In Emilia Romagna la popolazione chiede e tenta di tornare alla vita “normale” di tutti i giorni ma la terra continua a tremare ed a portare nuove paure e “rallentamenti”. Nella notte sono state registrate nove nuove scosse, la più forte delle quali di magnitudo 2.7 della scala Richter.

 

I geofisici in questi giorni hanno fatto notare che anche se le scosse continuano la loro forza è tuttavia in diminuzione e questa potrebbe essere una buona notizia in quanto da maggior sicurezza a tutti quei cittadini che vivono in case che non sono state lese dai continui sciami sismici e che hanno paura che una nuova forte scossa possa causare nuovi crolli.

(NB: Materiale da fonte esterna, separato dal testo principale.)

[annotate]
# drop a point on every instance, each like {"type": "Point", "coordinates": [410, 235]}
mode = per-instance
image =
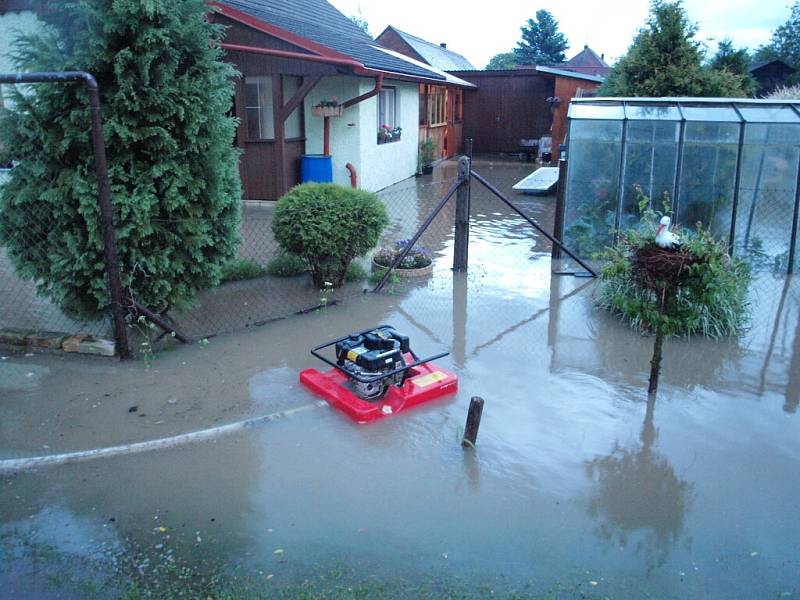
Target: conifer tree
{"type": "Point", "coordinates": [542, 43]}
{"type": "Point", "coordinates": [785, 43]}
{"type": "Point", "coordinates": [175, 187]}
{"type": "Point", "coordinates": [666, 60]}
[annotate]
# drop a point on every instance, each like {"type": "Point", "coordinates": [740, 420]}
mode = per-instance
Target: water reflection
{"type": "Point", "coordinates": [640, 500]}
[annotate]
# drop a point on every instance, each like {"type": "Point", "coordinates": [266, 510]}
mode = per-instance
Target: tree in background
{"type": "Point", "coordinates": [736, 62]}
{"type": "Point", "coordinates": [360, 21]}
{"type": "Point", "coordinates": [502, 62]}
{"type": "Point", "coordinates": [542, 42]}
{"type": "Point", "coordinates": [666, 60]}
{"type": "Point", "coordinates": [790, 92]}
{"type": "Point", "coordinates": [171, 162]}
{"type": "Point", "coordinates": [785, 44]}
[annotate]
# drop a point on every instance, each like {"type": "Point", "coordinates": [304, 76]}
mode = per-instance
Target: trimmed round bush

Il presidente della regione Emilia, Vasco Errani ha rassicurato invece tutti quei cittadini (circa 16.000) che non hanno più un tetto sicuro dove dormire e che attualmente sono accolti nei centri di assistenza: “non passeremo l’autunno in tenda”.
Esprime maggior preoccupazione invece il sindaco di Finale Emilia (uno dei comuni più colpiti dai terromoti), Fernando Ferioli: “E’ inutile dire che siamo psicologicamente provati, con le scosse che non ci abbandonano più. Ormai e’ una guerra di trincea. Dobbiamo conquistarci metro dopo metro per tornare alla normalità”.